Yesterday’s mail brought the new issue of “Prayer News,” the newsletter of Creation Ministries International. (What can I say? I’m on several creationist mailing lists. At least it arrived along with the new issue of Free Inquiry to dilute the effect.) The lead article is called “Why Don’t They Get It?” by Scott Gillis, and opens as follows:
Most readers, at some time, have probably asked this question. “When the evidence supporting the biblical Creation and Flood account is presented in a clear and convincing manner, why is it summarily denied and dismissed by evolutionists?” In short, since Creation is so obvious, “Why don’t they get it?”

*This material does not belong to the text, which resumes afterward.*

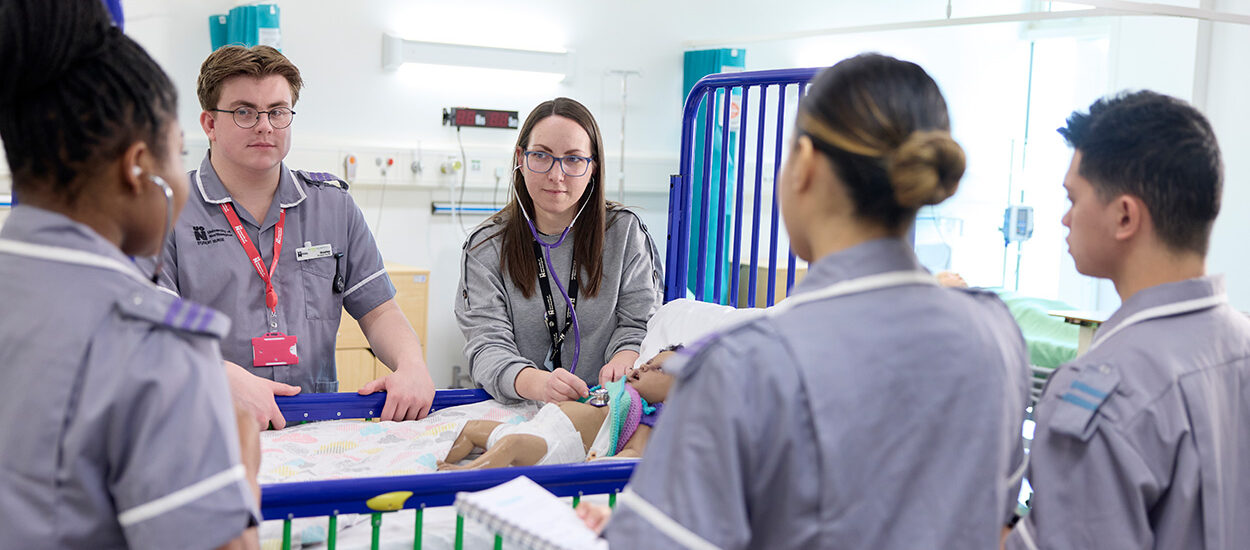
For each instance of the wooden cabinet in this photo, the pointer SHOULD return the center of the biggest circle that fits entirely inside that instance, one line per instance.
(355, 361)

Yes, that’s a poser isn’t it? It’s all so obvious, after all. Gillis’s answer:
Not to oversimplify, but it often boils down to two main reasons: (1) Most evolutionists have never heard a clear presentation of the other side of the story, and, because of this; (2) they assume that all the evidence overwhelmingly supports evolution. Sometimes these hurdles need to be overcome before one can reach the heart and deal with the underlying spiritual issues.
So there you go. Only the saved see clearly.

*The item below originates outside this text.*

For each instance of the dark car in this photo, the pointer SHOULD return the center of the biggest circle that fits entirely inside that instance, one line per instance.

Writing over at Uncommon Descent, ID proponent Granville Sewell proposes a different explanation:
For me, the real argument for intelligent design has always been extremely simple, and doesn’t require any advanced mathematics or microbiology to grasp. The video below makes this argument in the simplest, clearest way I can make it. My uncle Harry and aunt Martha like the video, and can’t understand why so many intelligent scientists aren’t impressed by this very simple argument.
Of course the problem is, the argument is just too simple, most scientists aren’t interested in arguments that their uncle Harry and aunt Martha can understand, they are looking for arguments that require some advanced technology, that show some understanding of evolutionary theory or microbiology that sets them apart from uncle Harry and aunt Martha. And indeed, most of the important scientific advances in our understanding of our world have required advanced technology and advanced degrees to achieve, but it is the curse of intelligent design that the strongest and clearest arguments are just too simple to get much traction in the scientific world.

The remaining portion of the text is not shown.